Certains sont nationaux, et ambitionnent de redonner à l’État-nation sa souveraineté monétaire : c’est le cas du People’s Quantitative Easing de Corbyn. Lors de la course à la direction du parti travailliste de 2015, Jeremy Corbyn a défendu ce qu’il a appelé le People’s Quantitative Easing, dont l’objectif est que la banque d’Angleterre fasse du QE afin que le gouvernement puisse investir dans les infrastructures.C’est aussi le cas de l’initiative récente du gouvernement italien. Motion votée à l’unanimité par le parlement Italien, la MMT italienne prendrait la forme d’une monnaie parallèle à l’euro, les Mini-BOTS, soit des bons du Trésor à court terme italiens qui reconnaîtrait les dettes émises par l’Italie pour rembourser les dettes dues.
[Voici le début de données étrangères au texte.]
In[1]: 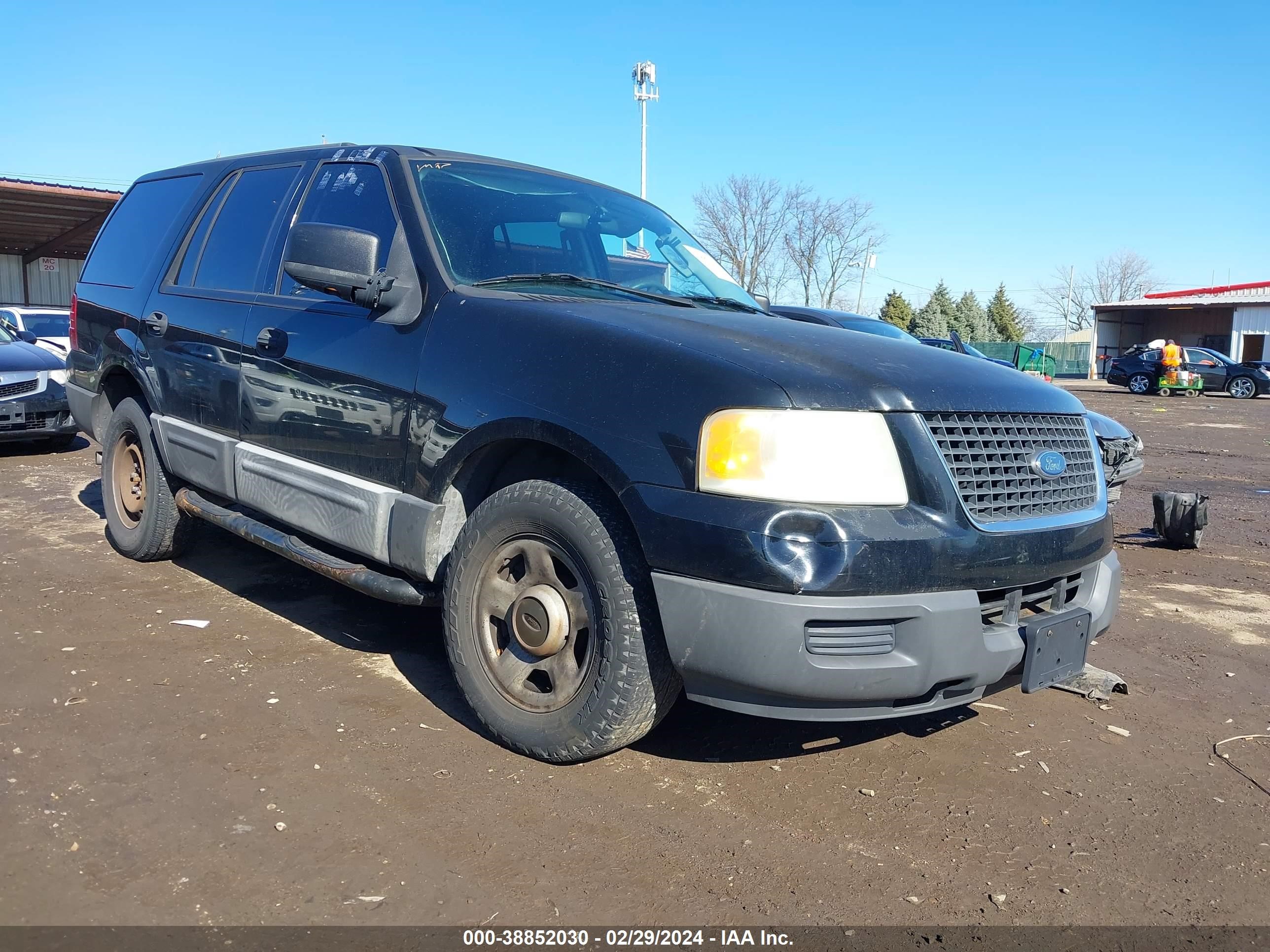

Une fois à échéance, ils seraient remboursés par l’État ou utilisés par leurs propriétaires dans le paiement de l’impôt ou l’achat de biens et services publics.

Mais il existe aussi des projets à l’échelle de la zone euro, comme le Pacte Finance Climat, initiative française proposée par l’économiste Pierre Larrouturou et le climatologue Jean Jouzel, qui s’inspire directement du QE européen puisqu’il souhaite financer la transition énergétique européenne par un nouveau programme de QE. Il propose la création d’une Banque Européenne pour le Climat qui puisse créer des liquidités pour chaque État membre, à hauteur de 2 % de son PIB par an et à taux zéro, afin d’investir massivement dans la transition écologique. Diem25, le mouvement de gauche européen lancé en 2015, entre autres par l’ex-ministre des Finances grec Yánis Varoufákis, défend aussi son propre projet de QE pour le peuple, qui permettrait de financer un revenu universel9.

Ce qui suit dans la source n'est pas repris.